Here are some of the latest health and medical news developments, compiled by the editors of HealthDay:
Federal Funding Could be Cut if Cancer Researchers Don't Release Findings: Biden
U.S. government funding could be halted for cancer studies that don't publicly disclose their results, Vice President Joe Biden warned Wednesday at a cancer summit in Washington, D.C.
He said the culture in cancer research is hindering progress in finding new treatments and that he was "committed to doing everything in my power" to change that culture, the Associated Press reported.
Prominent medical centers that receive millions of federal dollars are ignoring a stipulation that they submit their results to a publicly accessible database within a year, according to Biden.
"Doc, I'm going to find out if it's true, and if it's true, I'm going to cut funding," Biden said. "That's a promise."
The vice president has been asking for months for cancer researchers to be more open with their data and clinical trial results so that scientists can build on each others' successes in order to develop new treatments, the AP reported.
Biden's warning at the summit was the first time he suggested that researchers who don't share their findings could lose their National Institutes of Health funding.
The White House said it is developing a rule to punish researchers and organizations who ignore the requirement to release findings within a year, the AP reported.
The world is "on the cusp of breakthroughs," but the cancer community is essentially standing in its own way, Biden said at the summit, part of his "cancer moonshot" effort. He singled out major research hospitals for poor collaboration and drug companies for unwarranted price hikes.
But cancer researchers and institutions claim they already share large amounts of data and often work together and with the government, and also say government rules make it difficult to develop treatments quickly and get them approved for patients, the AP reported.
Biden announced the "cancer moonshot" effort last year after his son, former Delaware Attorney General Beau Biden, died of brain cancer, the AP reported.
"This isn't about him, it's not about a single person, it's about us," Biden said. "Not giving up hope. And having the urgency of now."
Florida Reports First Case of Zika-Linked Birth Defect
Florida's first case of a Zika-related birth defect has been reported by state officials.
The baby, born to a woman who was infected with the mosquito-borne virus in Haiti, has microcephaly, in which the head is smaller than normal and the brain is underdeveloped, NBC News reported.
"The mother, a citizen of Haiti, came to Florida to deliver her baby," according to a state health department statement. "The department is working with the family to connect the child to services through our Early Steps program."

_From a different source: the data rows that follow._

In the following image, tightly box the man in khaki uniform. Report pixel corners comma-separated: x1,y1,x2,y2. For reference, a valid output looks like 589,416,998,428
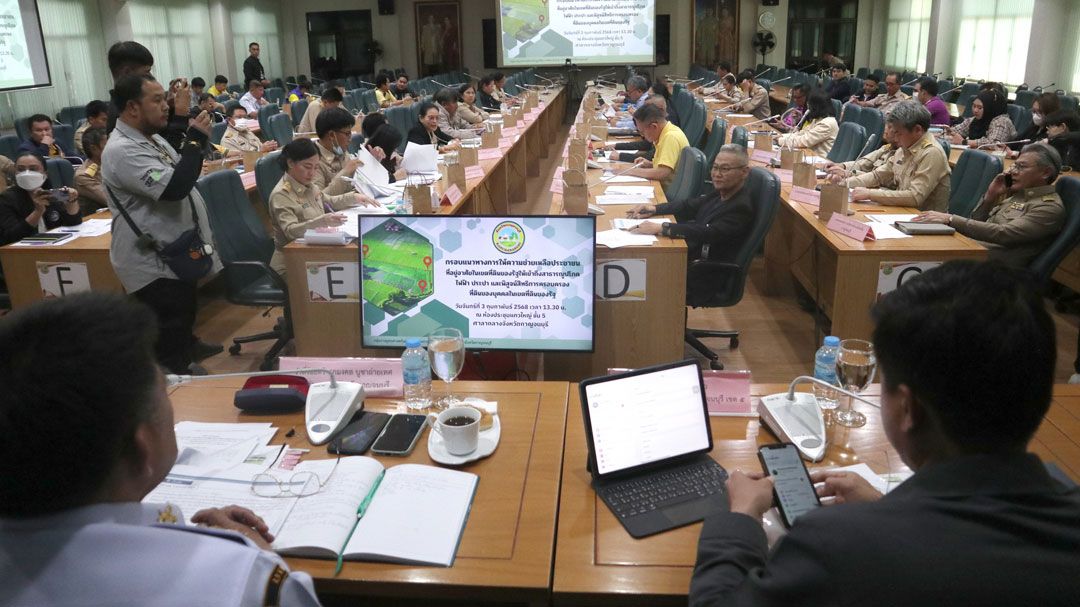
843,99,951,212
75,127,109,216
221,106,278,153
731,69,772,120
915,144,1065,267
825,123,896,178
854,71,910,118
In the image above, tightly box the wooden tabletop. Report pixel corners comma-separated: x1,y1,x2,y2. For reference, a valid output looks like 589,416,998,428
553,385,1080,606
171,379,568,604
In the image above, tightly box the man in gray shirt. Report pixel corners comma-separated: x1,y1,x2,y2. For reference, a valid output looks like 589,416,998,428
102,73,221,374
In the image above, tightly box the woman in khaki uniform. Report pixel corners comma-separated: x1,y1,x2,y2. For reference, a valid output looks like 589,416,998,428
270,138,378,274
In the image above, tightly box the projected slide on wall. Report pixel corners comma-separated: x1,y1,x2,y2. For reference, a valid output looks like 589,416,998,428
499,0,656,67
0,0,51,91
360,215,596,351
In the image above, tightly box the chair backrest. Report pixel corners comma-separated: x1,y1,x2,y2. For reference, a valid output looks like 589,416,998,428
664,146,705,201
826,122,866,162
45,158,75,188
837,104,863,124
255,150,285,205
679,99,708,147
1005,104,1031,133
687,166,780,308
1027,177,1080,285
210,120,229,146
731,126,750,148
270,113,293,146
948,149,1002,217
0,135,22,162
849,105,885,149
56,106,86,124
387,104,419,152
258,104,281,135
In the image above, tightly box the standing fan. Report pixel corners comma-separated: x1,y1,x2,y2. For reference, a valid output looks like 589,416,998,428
751,29,777,64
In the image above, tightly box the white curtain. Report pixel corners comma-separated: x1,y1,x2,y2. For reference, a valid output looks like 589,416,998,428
885,0,932,72
129,0,214,86
231,0,284,82
0,0,112,129
954,0,1035,84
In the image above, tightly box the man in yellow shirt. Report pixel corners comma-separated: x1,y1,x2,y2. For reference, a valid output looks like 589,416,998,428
626,104,690,188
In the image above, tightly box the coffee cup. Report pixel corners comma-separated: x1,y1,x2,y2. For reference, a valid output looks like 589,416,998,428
432,407,481,455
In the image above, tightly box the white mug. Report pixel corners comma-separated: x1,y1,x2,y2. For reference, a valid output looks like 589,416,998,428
432,407,481,455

The U.S. Centers for Disease Control and Prevention is tracking 265 women in the U.S. who were infected with Zika while pregnant. All the infections occurred during travel to other countries, NBC News reported.
There are another 216 pregnant women with Zika in territories such as Puerto Rico, where there are local epidemics of the virus.
To date, four babies in the U.S. have been born with Zika-linked birth defects and another four pregnancies have been lost to miscarriage or aborted because of birth defects, according to the CDC.